YOGYAKARTA,KOMPAS.com - Sepeda motor milik Kompas.com, harus melalui jalan setapak bercor blok di tengah bebatuan besar, untuk sampai ke gang menuju rumah Tupan, di Padukuhan Suru RT 004 RW 007, Kalurahan Kampung, Kapanewon Ngawen, Gunungkidul, DI Yogyakarta.
Tupan merupakan salah satu warga yang tinggal di atas perbukitan. Diketahui perbukitan tersebut hanya ditinggali dua keluarga saja.
Setelah sampai gang yang dituju, sepeda motor kami pun harus diparkirkan. Pasalnya jalan yang harus dilalui selanjutnya menanjak dan terjal sehingga sulit dilalui sepeda motor. Akhirnya kami melanjutkan perjalanan dengan berjalan kaki.
Selain menanjak, jalan yang kami lalui banyak tertutup dedaunan. Setelah 15 hingga 20 menit berjalan kaki, kami tiba di permukiman Padukuhan Suru. Saat memasuki Padukuhan Suru, kami disuguhi pemandangan sejumlah rumah kosong.
Setelah berjalan sekitar 150 meter, di sisi kiri ada dua rumah milik Winarno dan tujuh orang keluarganya. Saat Kompas.com datang, hanya ada istri Winarno yakni Sugiyanti beserta dua cucu dan anak, serta menantunya.
Baca juga: Kisah Dua Keluarga Tersisa di Atas Perbukitan Gunungkidul, Dihantui Serangan Monyet
Sambil menggendong cucunya, Sugiyanti mengantarkan kami ke rumah Tupan. Kami menyusuri tanjakan terjal dan sepi. Sesekali terdengar suara burung dan hewan liar lainnya.
Sugiyanti mengungkapkan bahwa kawasan ini dulu cukup ramai. Dia mengatakan puluhan kepala keluarga (KK) sempat bermukin di wilayah tersebut.
"Dulu di sini ada banyak rumah, total ada 22 KK. Sekarang tinggal kami dan Tupan. Lainnya sudah pindah," kata Sugiyanti bercerita sambil menyuapi cucunya, Senin (28/8/2023).
Istri Tupan, adik dari suaminya, saat ini menjabat Ketua RT untuk dua keluarga yang tinggal di perbukitan tersebut. Setelah berjalan sekitar 15 menit, akhirnya sampai di sebuah rumah limasan dengan dinding kayu, bambu dan seng.
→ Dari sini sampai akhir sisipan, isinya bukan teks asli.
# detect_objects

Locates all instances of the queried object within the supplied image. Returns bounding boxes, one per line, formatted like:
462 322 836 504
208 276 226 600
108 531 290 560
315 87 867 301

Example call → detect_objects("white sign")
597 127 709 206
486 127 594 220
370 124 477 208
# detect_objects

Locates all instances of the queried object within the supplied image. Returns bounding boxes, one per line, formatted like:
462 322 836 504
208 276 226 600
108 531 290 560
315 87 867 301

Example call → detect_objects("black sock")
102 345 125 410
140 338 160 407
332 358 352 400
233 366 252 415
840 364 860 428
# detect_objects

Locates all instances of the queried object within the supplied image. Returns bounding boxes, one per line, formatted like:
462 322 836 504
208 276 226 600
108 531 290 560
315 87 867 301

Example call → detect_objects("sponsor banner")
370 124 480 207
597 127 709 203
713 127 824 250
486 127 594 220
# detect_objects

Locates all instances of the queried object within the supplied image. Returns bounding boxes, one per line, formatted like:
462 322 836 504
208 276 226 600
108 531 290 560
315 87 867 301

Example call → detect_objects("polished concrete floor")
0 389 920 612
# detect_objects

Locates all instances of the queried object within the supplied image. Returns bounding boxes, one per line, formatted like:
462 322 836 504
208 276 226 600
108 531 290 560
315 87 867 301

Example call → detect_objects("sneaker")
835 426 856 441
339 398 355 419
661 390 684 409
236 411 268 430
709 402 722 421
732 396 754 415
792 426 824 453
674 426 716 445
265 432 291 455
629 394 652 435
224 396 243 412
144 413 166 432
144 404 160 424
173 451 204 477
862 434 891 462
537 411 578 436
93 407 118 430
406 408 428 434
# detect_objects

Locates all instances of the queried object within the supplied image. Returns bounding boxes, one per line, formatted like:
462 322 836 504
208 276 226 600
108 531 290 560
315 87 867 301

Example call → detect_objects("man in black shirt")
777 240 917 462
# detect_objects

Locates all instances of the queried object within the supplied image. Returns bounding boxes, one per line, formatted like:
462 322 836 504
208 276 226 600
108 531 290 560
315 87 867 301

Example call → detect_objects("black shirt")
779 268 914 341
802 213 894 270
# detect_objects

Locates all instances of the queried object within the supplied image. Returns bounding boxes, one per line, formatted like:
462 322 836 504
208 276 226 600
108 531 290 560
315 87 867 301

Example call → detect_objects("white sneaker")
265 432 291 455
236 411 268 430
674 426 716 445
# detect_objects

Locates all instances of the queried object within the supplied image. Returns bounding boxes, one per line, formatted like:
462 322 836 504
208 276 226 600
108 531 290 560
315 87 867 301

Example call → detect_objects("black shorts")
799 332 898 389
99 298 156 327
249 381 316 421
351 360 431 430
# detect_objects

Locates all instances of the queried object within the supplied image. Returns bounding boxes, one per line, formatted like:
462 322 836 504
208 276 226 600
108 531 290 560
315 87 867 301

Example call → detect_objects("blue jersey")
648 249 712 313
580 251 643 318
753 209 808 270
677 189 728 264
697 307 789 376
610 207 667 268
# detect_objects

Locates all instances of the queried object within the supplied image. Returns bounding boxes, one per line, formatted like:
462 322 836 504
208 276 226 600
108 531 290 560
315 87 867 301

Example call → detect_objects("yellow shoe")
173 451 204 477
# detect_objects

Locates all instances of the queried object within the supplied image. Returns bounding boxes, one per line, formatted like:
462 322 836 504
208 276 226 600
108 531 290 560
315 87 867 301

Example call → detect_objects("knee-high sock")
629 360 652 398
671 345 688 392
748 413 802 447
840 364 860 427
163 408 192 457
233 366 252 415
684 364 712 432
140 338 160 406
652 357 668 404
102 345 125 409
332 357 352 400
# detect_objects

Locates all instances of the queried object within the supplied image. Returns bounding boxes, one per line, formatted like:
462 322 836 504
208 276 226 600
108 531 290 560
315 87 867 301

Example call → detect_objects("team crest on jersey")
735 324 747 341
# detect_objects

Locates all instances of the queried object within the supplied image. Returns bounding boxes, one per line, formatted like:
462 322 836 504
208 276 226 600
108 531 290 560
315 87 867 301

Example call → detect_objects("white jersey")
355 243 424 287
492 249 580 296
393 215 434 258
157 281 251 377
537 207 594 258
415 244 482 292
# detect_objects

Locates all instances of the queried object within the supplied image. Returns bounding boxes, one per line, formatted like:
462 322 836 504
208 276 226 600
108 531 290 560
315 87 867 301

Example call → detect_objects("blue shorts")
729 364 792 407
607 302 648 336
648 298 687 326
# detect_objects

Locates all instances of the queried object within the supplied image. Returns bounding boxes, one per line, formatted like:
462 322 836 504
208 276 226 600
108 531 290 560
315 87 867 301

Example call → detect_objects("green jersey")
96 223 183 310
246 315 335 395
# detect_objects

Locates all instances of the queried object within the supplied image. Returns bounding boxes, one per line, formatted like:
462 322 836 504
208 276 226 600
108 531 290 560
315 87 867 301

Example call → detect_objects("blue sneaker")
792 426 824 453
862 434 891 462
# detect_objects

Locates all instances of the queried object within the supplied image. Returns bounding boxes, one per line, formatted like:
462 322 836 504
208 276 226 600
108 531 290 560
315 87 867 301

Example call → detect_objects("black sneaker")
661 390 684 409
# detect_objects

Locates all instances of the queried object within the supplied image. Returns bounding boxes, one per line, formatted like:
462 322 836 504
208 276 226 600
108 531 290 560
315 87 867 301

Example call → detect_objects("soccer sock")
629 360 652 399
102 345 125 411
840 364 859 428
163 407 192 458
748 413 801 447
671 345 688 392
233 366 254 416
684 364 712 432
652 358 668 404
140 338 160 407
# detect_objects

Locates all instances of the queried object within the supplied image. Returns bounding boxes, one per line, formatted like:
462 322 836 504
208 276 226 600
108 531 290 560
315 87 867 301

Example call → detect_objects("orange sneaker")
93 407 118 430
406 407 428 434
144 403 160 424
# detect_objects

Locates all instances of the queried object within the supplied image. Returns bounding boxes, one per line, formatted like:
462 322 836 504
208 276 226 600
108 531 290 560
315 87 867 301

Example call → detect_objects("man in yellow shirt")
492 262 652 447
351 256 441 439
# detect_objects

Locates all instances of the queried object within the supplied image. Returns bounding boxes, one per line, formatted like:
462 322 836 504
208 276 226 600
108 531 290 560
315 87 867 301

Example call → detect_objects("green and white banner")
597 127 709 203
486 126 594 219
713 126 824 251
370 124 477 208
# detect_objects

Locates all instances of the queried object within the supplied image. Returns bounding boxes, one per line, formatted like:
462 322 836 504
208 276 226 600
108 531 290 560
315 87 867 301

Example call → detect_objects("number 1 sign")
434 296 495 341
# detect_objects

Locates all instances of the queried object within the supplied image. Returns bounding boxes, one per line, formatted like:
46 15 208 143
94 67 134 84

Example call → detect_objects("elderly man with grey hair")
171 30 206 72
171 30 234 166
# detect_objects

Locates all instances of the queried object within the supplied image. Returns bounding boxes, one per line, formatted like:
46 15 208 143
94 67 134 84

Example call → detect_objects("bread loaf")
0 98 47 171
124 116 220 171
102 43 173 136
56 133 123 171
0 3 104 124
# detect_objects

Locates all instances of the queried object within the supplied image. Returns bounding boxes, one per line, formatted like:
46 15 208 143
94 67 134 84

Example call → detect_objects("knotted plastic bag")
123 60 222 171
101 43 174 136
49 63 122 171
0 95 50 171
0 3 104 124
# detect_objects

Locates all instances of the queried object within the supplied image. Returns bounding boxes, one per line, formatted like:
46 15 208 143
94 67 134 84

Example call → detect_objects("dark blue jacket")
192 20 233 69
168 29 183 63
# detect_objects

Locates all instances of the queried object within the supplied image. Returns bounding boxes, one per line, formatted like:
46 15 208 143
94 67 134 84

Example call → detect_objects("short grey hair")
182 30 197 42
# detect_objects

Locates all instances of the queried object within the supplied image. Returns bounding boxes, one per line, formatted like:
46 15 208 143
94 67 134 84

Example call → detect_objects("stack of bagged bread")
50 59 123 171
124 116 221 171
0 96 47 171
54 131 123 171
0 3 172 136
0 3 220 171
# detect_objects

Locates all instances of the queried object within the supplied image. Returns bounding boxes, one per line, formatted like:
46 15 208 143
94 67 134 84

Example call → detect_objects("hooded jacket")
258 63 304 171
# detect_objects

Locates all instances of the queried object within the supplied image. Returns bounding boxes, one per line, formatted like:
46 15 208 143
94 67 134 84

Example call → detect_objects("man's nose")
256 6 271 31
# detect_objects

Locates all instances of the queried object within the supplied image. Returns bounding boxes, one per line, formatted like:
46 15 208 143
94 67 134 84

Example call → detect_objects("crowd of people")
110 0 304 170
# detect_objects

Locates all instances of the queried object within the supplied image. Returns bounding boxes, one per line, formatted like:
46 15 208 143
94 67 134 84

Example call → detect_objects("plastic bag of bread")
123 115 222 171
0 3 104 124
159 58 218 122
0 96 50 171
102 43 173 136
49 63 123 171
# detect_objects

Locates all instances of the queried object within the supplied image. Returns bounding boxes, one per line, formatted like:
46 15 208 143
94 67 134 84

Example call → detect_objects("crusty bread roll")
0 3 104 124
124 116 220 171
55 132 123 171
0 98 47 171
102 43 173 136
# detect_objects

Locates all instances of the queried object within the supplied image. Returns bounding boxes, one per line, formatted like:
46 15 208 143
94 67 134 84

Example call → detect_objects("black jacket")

Selain itu tampak kandang sapi berukuran besar. Sapi di dalam kandang tersebut milik orang lain yang dititipkan ke Tupan untuk diperlihara. Sugiyanti memanggil nama Tupan, namun tidak ada jawaban. Dia pun melanjutkan ceritanya tentang tempat tinggalnya tersebut.
Sugiyanti mengaku tak mudah untuk hidup di atas perbukitan tersebut. Untuk menikmati listrik, dia harus memasang meteran di bawah perbukitan dan menarik kabel hingga hampir 1 km.
Sementara untuk air bersih, dirinya menggunakan sumur dari bawah dan dipompa ke atas. Air itu, cukup untuk dikonsumsi delapan orang keluarganya. Sebelumnya ada sembilan orang, dan baru sepekan ibunya yang berusia 115 tahun meninggal dunia.
Belum lagi ancaman monyet ekor panjang yang beberapa hari sekali menyambangi rumah dan ladang.
"Sekarang di sini parah, monyet ekor panjang itu sampai ke rumah. Selain tanaman, mereka juga masuk ke rumah," kata Sugiyanti.
Meski hidup serba terbatas dan penuh kesulitan, Sugianti mengaku tak ada pilihan selain bertahan. Pasalnya untuk pindah dari atas bukit butuh biaya tidak sedikit.